Lamprey genes provide clues to repair spinal cord damage, finds study

By Dr. Ananya Mandal, MDJan 15 2018

Researchers have found that several genes within an ancient species of fish can be used to provide clues in the treatment of spinal cord damage. The study titled, “Highly Conserved Molecular Pathways, Including Wnt Signaling, Promote Functional Recovery from Spinal Cord Injury in Lampreys,” appeared in the latest issue of the journal Scientific Reports.

River lamprey. Image Credit: Krot44 / Shutterstock

The American researchers have noted that several of these ancient genes are involved in the peripheral nervous system of mammals. The study was led by researchers at the Marine Biological Laboratory (MBL) of the Eugene Bell Center for Regenerative Biology and Tissue Engineering, and the Feinstein Institute for Medical Research. The team obtained protein making profiles in the genetic coding of the lamprey fish spinal cords and brains after they created a spinal cord injury (SCI). They used a sequencer called the RNA-Seq to check the changes that occurred in the genes after the injury in the fish.

Jennifer Morgan, Ph.D., director of the MBL's Eugene Bell Center for Regenerative Biology and Tissue Engineering and co-author of the study explained that several genes that were found in the fish to change the transcription profiles were found to be overlapping with the mammalian genes. These genes help in the regeneration of the mammalian peripheral nervous system.

Most mammals can only regenerate their peripheral nervous systems after injury. Some of the fish such as lampreys and other animals such as reptiles and amphibians are capable of spontaneously regenerate following spinal cord injury say researchers. Lampreys especially are adept at regenerating even a completely severed spinal cord and resume swimming without any treatment. Morgan explains that they can go to complete swimming from complete paralysis ina period of 10 to 12 weeks. Humans have diverged from these jawless eel like fish from their ancestors around 550 million years back say the authors.

Ona Bloom, Ph.D., at the Feinstein Institute for Medical Research and the Zucker School of Medicine at Hofstra/Northwell said that the scientific world was aware of the regeneration capacity of the lampreys but was not aware of how they were doing it. The molecular level mechanism was not clear. These genes have now been found to exist in the mammals too. Some of these include those for, “axon guidance and regeneration, synaptic transmission, neural patterning and neurodegeneration.” The authors find that the lamprey central nervous system us analogous to humans and other vertebrates that have jaws unlike the lampreys.

For this study the team obsevered the genetic workings of the lampreys after their spinal cords were severed. They took their observations at several points including ones within hours after injury, until the fish had completely recovered at the end of 3 months. They noted that genes changed with the time as the regeneration progressed to completion. The changes in the transcription genes were also seen in the brains they noted. “One of the most surprising findings from this study is the robust and complex transcriptional responses occurring in the lamprey brain after SCI,” authors write. In fact at the time of recovery, they noted 238 newly formed and expressed transcripts in the spinal cord and 88 new transcripts in the brain. Morgan explains that this shows that the brain and spinal cord changes during regeneration process significantly.

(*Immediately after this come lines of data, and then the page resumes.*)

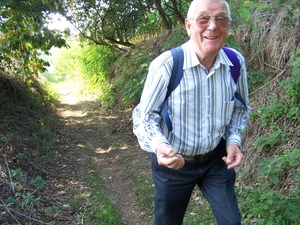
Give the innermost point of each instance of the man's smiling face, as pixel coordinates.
(209, 37)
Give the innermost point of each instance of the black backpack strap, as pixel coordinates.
(175, 78)
(235, 71)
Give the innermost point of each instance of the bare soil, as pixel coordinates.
(89, 138)
(110, 145)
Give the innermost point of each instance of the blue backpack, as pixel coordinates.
(177, 73)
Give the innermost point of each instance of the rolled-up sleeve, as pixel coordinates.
(146, 115)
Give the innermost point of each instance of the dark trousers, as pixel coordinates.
(173, 189)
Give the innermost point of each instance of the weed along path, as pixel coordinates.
(107, 161)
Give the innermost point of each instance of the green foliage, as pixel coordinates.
(52, 210)
(38, 181)
(268, 207)
(275, 167)
(24, 35)
(256, 79)
(123, 22)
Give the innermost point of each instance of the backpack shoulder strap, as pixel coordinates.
(177, 71)
(235, 71)
(175, 78)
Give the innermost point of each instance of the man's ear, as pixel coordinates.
(188, 26)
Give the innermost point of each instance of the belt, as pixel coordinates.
(198, 158)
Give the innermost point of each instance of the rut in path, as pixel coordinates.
(110, 145)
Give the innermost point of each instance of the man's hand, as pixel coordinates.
(234, 156)
(164, 153)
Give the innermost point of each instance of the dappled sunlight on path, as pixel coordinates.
(103, 138)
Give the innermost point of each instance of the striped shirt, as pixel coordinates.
(202, 108)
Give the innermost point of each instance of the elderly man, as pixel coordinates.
(206, 117)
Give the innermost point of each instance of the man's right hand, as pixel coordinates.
(163, 157)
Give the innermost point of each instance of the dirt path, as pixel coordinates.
(104, 138)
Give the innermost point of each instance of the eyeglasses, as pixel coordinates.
(204, 21)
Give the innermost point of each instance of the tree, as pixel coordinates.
(118, 22)
(23, 35)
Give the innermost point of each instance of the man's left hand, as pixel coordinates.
(234, 156)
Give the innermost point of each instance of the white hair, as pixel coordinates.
(191, 10)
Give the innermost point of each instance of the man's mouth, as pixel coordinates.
(210, 38)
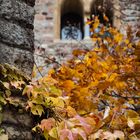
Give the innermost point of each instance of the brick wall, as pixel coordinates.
(47, 18)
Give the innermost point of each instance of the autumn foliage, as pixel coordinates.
(95, 95)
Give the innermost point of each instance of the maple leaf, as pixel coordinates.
(47, 124)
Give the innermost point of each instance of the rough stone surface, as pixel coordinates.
(126, 12)
(16, 33)
(17, 125)
(49, 56)
(19, 11)
(22, 59)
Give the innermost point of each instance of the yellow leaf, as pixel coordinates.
(53, 133)
(56, 102)
(112, 77)
(71, 111)
(105, 17)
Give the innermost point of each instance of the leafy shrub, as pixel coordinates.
(96, 95)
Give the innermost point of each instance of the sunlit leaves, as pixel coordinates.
(95, 95)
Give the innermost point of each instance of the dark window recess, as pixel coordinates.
(101, 7)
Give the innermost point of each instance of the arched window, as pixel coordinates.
(100, 7)
(72, 23)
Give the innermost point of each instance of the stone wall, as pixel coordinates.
(16, 33)
(47, 25)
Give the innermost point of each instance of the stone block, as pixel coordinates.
(21, 59)
(15, 35)
(17, 11)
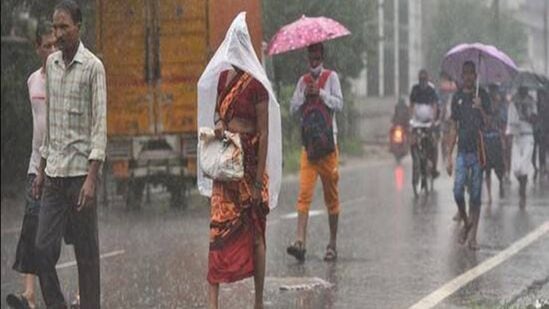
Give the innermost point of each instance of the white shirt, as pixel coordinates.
(37, 95)
(331, 96)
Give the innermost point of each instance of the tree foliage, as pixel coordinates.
(467, 21)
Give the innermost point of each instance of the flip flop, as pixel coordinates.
(297, 250)
(17, 301)
(331, 254)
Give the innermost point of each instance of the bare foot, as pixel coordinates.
(30, 299)
(472, 245)
(464, 233)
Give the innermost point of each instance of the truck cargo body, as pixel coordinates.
(154, 52)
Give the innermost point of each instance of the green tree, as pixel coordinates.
(467, 21)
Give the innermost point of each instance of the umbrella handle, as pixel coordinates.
(478, 82)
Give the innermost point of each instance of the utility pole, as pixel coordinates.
(545, 36)
(381, 46)
(396, 27)
(496, 21)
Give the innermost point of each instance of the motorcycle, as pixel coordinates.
(422, 149)
(398, 138)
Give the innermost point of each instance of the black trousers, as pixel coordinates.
(59, 218)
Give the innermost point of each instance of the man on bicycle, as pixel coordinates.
(424, 108)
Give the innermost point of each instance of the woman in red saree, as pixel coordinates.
(235, 92)
(239, 208)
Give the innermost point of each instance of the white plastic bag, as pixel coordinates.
(221, 159)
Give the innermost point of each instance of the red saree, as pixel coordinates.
(234, 219)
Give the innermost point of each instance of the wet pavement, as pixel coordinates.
(393, 249)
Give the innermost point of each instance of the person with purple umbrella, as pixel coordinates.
(520, 125)
(470, 107)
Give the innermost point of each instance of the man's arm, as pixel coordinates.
(299, 97)
(452, 138)
(38, 182)
(333, 98)
(98, 135)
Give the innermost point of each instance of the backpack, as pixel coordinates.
(317, 132)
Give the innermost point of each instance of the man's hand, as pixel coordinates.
(37, 185)
(219, 129)
(450, 166)
(312, 90)
(87, 193)
(477, 103)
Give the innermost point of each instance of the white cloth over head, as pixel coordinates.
(237, 50)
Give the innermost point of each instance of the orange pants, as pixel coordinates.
(327, 169)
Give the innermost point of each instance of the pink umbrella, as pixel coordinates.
(304, 32)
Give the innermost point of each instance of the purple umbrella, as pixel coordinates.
(493, 65)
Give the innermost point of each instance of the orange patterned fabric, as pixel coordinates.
(235, 219)
(327, 169)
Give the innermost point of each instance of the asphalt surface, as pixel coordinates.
(394, 250)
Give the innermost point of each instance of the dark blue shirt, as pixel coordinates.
(469, 119)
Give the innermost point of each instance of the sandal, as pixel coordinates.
(297, 250)
(18, 301)
(331, 254)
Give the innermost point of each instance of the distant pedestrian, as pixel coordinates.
(541, 133)
(469, 116)
(72, 154)
(25, 256)
(494, 139)
(317, 98)
(520, 126)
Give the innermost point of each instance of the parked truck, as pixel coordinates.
(154, 52)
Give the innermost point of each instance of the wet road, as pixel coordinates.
(394, 250)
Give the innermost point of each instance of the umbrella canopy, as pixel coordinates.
(530, 80)
(304, 32)
(492, 65)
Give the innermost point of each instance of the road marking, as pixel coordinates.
(102, 256)
(312, 213)
(11, 231)
(457, 283)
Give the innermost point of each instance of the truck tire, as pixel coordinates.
(134, 194)
(178, 193)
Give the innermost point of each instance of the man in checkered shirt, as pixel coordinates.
(72, 154)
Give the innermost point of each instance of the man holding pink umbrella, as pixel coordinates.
(317, 98)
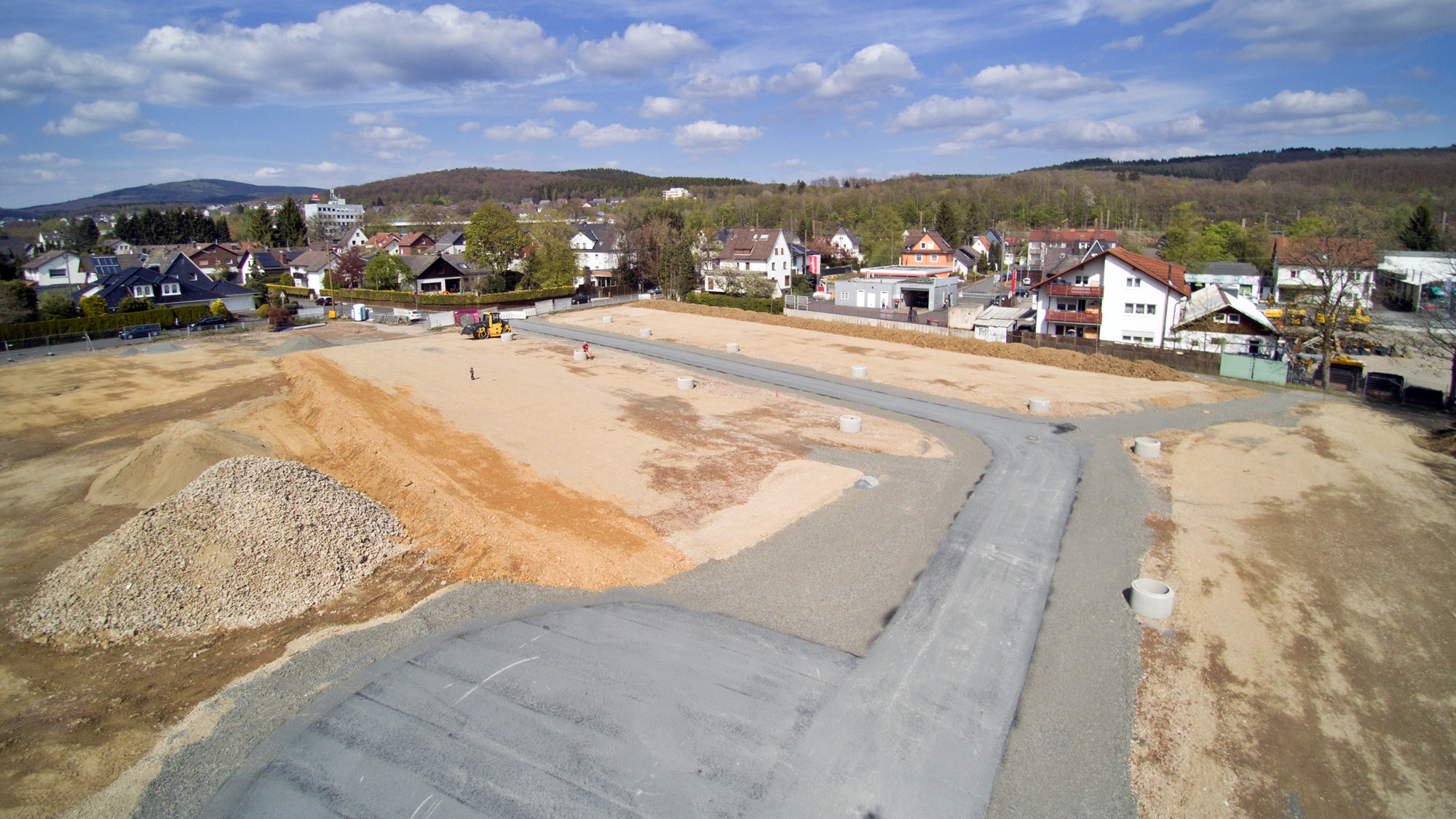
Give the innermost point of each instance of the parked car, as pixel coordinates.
(209, 323)
(141, 331)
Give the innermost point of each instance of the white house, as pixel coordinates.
(1224, 321)
(755, 250)
(309, 269)
(56, 269)
(598, 247)
(337, 215)
(1115, 296)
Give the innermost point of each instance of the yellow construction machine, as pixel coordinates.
(490, 325)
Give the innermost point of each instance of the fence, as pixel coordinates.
(1192, 360)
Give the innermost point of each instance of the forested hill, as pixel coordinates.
(494, 184)
(190, 193)
(1240, 167)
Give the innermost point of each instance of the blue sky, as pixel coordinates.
(106, 95)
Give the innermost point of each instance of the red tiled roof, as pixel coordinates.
(1072, 237)
(1167, 273)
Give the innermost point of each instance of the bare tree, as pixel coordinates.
(1332, 279)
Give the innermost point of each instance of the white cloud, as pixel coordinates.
(1313, 113)
(33, 68)
(372, 119)
(346, 50)
(873, 69)
(95, 117)
(707, 85)
(944, 113)
(640, 49)
(155, 139)
(528, 132)
(1317, 30)
(567, 104)
(389, 142)
(1131, 44)
(708, 136)
(660, 107)
(615, 135)
(1046, 82)
(49, 159)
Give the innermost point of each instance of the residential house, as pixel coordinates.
(927, 248)
(1412, 280)
(1310, 266)
(1116, 296)
(848, 245)
(753, 250)
(309, 269)
(1224, 321)
(213, 257)
(56, 269)
(183, 283)
(1237, 277)
(1049, 253)
(435, 273)
(261, 263)
(419, 242)
(452, 242)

The team also found that 3 percent of these new transcripts were from the Wnt pathways. These belong to the “Wnt and Frizzled gene families,” the researchers add. These 19 mammalian Wnt genes are seen commonly among many animal species they say. These pathways have been shown to play a role in spinal injury. Zebrafish and salamanders have been shown to use this pathway for regeneration in previous experiments. Morgan said that when they stopped these Wnt signaling pathway using certain drugs, the lampreys could not recover from their spinal injury and could not swim again. The reason why this pathway works how it does is what the team is studying now.